Germany’s Ifo Institute simulated 2018 the introduction of a German Wealth Tax of 0,8%. The study presented some very significant findings. It was concluded that WT would annually raise 15 billion euros while giving a revenue loss of 31 billion euros, and with an employment reduction of 2%. In other words – for every euro gained, two euros are lost. It is fair to assume that same will apply to most advanced economies, but UK’s Institute for Fiscal Studies (IFS) has no later than this summer, launched a similar study to explore the possibilities of a British WT. The project is scheduled to issue its report in December 2020.

Tony Blair’s pledge of 50% with a university degree is a reality today. Our young adults are more educated than ever, but our educational institutions seem to have failed to teach self-reliance over victimhood. The cry for government help, aiming to save people from any unfavorable situation in life, is louder than ever. Politicians have gradually fallen prey to increased and unsustainable demands, and are now openly competing to offer the biggest handouts. President Kennedy once asked Americans “not to ask what the country can do for you, but what you can do for your country”. He also stated that welfare should be “a way of help, not a way of living”. Those are core conservative beliefs, amazingly coming from a Democrat President. Today, almost 60 years later, such words are not expected even from hard-core conservatives. This strongly suggests that the complete political spectrum has shifted to the left.

Mrs Thatcher came to power with a strong belief that people were overly dependant on the state. Today the Tories have a solid political majority in Britain but appear no longer to advocate conservatism. Traditional beliefs seem to have left Tory benches. Mr Johnson was a great political campaigner but failed to make conservative politics. Now, he is replaced by the unelected remoaner Liz Truss who roleplays conservative while increasing deficit spending.

Taxpayers have all the reason to fear a Wealth Tax. You may wake up someday realizing that your government thinks you are a lot richer than you truly are – and you will be told that your hard-earned and already taxed savings represent a grave social injustice. The potential introduction of a Wealth Tax will initially be disguised as a tax on extreme wealth. Norwegian experience and Germany’s pragmatic study conclude that WT is creating a fiscal loss. Productive citizens flee the country and the burden of WT is effectively borne by every citizen, even when the tax is designed to target only the rich.

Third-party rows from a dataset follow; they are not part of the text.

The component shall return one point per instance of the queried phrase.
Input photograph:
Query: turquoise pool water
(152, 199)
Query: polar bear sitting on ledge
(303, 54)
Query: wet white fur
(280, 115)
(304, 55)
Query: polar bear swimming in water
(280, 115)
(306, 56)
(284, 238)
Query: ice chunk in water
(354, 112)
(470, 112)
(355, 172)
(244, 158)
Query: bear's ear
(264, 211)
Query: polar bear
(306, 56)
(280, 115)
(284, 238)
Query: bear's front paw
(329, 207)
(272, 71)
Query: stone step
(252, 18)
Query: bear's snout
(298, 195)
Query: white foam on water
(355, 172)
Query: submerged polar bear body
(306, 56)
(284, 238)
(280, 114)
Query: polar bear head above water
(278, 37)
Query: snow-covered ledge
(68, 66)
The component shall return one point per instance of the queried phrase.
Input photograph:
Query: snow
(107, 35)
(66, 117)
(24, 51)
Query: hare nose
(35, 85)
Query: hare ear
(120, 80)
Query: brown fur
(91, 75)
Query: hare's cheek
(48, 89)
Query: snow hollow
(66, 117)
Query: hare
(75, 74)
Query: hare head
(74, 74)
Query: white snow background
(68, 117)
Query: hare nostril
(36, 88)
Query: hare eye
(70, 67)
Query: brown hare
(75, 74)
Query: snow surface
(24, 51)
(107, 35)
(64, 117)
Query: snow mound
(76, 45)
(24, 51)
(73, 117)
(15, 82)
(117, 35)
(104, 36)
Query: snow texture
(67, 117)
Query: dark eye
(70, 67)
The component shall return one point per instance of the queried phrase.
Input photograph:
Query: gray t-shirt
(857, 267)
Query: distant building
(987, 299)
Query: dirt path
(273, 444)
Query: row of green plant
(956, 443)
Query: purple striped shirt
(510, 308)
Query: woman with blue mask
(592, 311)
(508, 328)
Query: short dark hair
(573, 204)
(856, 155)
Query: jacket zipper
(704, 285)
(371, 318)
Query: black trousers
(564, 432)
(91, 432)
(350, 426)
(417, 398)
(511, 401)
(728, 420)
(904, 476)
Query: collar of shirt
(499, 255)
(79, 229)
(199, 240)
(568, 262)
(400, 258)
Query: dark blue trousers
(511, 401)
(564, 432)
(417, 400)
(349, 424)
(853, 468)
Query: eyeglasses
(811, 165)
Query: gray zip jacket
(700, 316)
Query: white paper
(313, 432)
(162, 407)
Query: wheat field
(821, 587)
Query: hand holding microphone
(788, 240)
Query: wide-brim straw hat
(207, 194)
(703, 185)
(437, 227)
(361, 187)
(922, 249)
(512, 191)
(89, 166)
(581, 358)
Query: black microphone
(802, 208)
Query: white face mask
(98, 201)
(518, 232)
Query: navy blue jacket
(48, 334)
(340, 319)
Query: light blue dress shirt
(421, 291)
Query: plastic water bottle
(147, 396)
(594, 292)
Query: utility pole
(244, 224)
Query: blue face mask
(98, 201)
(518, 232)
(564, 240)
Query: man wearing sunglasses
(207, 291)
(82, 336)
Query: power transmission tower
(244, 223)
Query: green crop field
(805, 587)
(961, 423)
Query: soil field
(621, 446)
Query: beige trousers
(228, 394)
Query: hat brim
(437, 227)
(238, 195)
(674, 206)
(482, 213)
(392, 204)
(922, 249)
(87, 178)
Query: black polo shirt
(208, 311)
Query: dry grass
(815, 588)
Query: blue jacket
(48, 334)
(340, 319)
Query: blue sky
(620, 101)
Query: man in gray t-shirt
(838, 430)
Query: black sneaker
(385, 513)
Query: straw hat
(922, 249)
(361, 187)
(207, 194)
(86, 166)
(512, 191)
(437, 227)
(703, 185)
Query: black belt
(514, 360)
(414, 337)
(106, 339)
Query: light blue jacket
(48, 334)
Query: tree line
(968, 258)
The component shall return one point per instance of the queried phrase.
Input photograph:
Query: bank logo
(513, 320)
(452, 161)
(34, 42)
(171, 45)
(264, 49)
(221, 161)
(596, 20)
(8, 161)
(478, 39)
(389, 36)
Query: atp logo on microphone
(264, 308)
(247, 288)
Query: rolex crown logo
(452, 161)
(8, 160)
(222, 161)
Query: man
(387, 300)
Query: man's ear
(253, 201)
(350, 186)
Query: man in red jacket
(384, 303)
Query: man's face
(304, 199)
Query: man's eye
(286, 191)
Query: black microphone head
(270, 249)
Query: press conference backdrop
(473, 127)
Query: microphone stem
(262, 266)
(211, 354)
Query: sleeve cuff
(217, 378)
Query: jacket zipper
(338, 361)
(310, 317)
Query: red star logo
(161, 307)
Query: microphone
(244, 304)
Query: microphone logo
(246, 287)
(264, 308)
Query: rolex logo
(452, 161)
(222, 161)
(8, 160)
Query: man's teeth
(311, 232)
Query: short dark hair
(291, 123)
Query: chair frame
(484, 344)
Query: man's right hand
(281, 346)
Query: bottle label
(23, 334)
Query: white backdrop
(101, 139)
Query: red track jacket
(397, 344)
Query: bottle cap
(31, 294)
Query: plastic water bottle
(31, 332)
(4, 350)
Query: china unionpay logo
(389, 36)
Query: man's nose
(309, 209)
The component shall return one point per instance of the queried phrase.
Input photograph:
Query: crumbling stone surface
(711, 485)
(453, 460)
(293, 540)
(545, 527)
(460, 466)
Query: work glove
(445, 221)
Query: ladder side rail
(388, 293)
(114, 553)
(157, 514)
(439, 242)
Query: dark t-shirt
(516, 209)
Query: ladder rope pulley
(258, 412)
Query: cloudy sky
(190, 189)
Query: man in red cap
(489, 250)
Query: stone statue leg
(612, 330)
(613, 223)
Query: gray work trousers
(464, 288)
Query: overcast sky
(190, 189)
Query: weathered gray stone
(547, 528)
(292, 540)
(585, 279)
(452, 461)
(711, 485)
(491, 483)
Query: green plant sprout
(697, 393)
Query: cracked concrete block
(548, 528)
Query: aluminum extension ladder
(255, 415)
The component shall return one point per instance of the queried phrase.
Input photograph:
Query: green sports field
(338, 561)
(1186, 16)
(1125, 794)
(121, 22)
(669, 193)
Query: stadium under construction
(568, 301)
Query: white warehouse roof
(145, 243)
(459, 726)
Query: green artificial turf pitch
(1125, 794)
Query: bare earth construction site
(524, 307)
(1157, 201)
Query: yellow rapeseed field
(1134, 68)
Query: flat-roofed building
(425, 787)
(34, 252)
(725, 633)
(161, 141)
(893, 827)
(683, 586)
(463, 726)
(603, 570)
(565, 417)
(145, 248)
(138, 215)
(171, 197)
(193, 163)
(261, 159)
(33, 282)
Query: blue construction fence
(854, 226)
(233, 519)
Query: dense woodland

WT has completely failed to meet its fiscal objectives, nor does it create less inequality or produce more teachers or nurses. The political justification is false. A Wealth Tax will certainly not make the UK, or any other nation for that matter, the land of Hope and Glory.

In closing, I will share a somewhat humorous, but still, tragic story about the WT. A local small business owner named Jan, situated on the West coast of Norway had just received his quarterly tax bill. He paid the income tax but had no cash to pay the WT. He disputed the tax valuation of his business, but the taxman was unimpressed. The next morning the taxman found 25 tons of chains blocking the entrance to city hall. During the night Jan had dumped the chains as payment for WT. The only assets in his business were chains, The taxman despaired and called locals for help, but all supported Jan and refused to assist. After this, Jan became the epitome of WT failures, but without any attention or sympathy from the ruling political class.